Publications

30.07.2012

Idée reçue n°9 sur les Hlm : « Ça coûte cher au contribuable »

Une large méconnaissance du financement de l’habitat social en France laisse souvent à penser que l’État, donc le contribuable, est le premier payeur. Le locataire Hlm est donc perçu comme profitant de la solidarité nationale, et l’habitat social est assimilé à de l’assistanat.

Le Livret A, socle de la construction Hlm

Les Hlm sont financés à 74 % (1) par emprunts contractés par les organismes Hlm auprès de la Caisse des dépôts, qui utilise à cette fin les ressources issues du Livret A. Les dépôts effectués sur le Livret A sont, en effet, centralisés en partie par la Caisse des dépôts, qui prête cet argent aux organismes Hlm sur le très long terme (entre 30 et 50 ans).
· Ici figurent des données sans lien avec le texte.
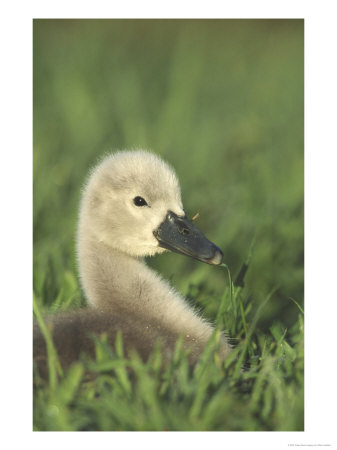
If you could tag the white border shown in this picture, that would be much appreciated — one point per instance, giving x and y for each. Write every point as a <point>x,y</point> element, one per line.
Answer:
<point>321,224</point>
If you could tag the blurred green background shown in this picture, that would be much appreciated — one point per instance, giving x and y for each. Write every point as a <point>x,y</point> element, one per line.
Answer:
<point>221,100</point>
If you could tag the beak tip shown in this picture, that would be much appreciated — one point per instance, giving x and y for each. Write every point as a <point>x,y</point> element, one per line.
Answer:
<point>216,258</point>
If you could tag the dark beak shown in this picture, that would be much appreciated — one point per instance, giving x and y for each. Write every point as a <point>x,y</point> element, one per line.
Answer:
<point>180,235</point>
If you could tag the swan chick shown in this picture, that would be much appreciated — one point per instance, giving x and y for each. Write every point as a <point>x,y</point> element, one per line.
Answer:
<point>131,208</point>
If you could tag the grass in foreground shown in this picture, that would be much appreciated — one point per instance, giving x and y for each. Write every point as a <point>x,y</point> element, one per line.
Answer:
<point>115,393</point>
Avec plus de 61 millions de comptes ouverts, le Livret A est l’épargne préférée des Français, même en temps de crise : à la fin de 2011, les dépôts sur le Livret A (2) atteignaient 284 milliards d’euros, dont 185 milliards d’euros (65 %) étaient centralisés à la Caisse des dépôts (3).
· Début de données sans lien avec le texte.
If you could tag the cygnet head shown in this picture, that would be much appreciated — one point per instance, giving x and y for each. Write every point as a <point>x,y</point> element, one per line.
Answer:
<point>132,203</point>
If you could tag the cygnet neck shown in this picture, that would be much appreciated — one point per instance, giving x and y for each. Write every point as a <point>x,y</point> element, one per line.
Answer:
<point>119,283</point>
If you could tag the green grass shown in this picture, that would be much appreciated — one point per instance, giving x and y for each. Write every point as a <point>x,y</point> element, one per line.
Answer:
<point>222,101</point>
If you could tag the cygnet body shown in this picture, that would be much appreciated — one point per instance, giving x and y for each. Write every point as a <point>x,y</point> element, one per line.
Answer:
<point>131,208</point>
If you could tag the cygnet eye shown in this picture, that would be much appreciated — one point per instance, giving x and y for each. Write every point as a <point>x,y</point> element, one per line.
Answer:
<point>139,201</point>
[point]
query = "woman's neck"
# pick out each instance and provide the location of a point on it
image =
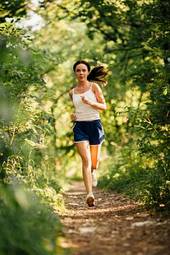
(83, 84)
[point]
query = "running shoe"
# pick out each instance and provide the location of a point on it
(90, 200)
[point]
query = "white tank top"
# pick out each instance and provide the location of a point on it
(85, 112)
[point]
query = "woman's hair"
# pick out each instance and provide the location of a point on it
(98, 73)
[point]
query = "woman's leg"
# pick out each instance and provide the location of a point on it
(95, 156)
(84, 151)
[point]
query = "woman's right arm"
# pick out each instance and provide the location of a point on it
(73, 115)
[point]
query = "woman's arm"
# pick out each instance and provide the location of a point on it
(100, 104)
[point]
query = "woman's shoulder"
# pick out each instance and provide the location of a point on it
(95, 87)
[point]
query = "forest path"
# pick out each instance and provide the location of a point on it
(115, 226)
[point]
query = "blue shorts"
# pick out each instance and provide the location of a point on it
(91, 131)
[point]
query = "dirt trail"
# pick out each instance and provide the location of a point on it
(115, 226)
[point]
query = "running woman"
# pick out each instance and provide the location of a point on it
(88, 131)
Les loyers Hlm permettent à la fois de rembourser sur une longue durée ces emprunts et de dégager des « bénéfices » (autofinancement) entièrement réemployés dans le financement de l’activité Hlm. En 2010, les fonds propres ainsi constitués ont contribué pour 14 %  au financement de la construction des logements sociaux. Cette part a presque triplé en 10 ans. À travers le remboursement des emprunts et le réinvestissement des fonds propres, ce sont donc bien les loyers des logements existants qui financent les nouveaux logements sociaux.
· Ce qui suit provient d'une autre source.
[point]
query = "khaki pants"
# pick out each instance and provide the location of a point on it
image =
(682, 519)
Des subventions publiques limitées, et en baisse

Le troisième apport est constitué par les aides versées par l’État et les collectivités territoriales sous forme de subventions ou d’avantages fiscaux. Les nouveaux logements sociaux bénéficient ainsi d’un taux réduit de TVA à 7 % (5 % à compter du 1er janvier 2014) et de subventions de l’État à hauteur maximale de 5 % du coût de revient moyen d’un logement PLUS. Ces dernières vont représenter 500 millions d’euros en 2013, soit 37 % de moins qu’en 2008. 

Quant aux collectivités territoriales, elles contribuent de plus en plus aux opérations de logements sociaux à des hauteurs variables (7 % en moyenne en 2011 contre 5 % en 2000). La part d’aides directes est déterminante : plus un logement est subventionné, plus le loyer sera faible. La dernière source de financement est le 1 % Logement (4), c’est-à-dire la participation des employeurs à l’effort de construction, destiné au logement des salariés. Il prend la forme de prêts et de subventions.

Les aides à la personne… quelle politique budgétaire pour le secteur du logement ?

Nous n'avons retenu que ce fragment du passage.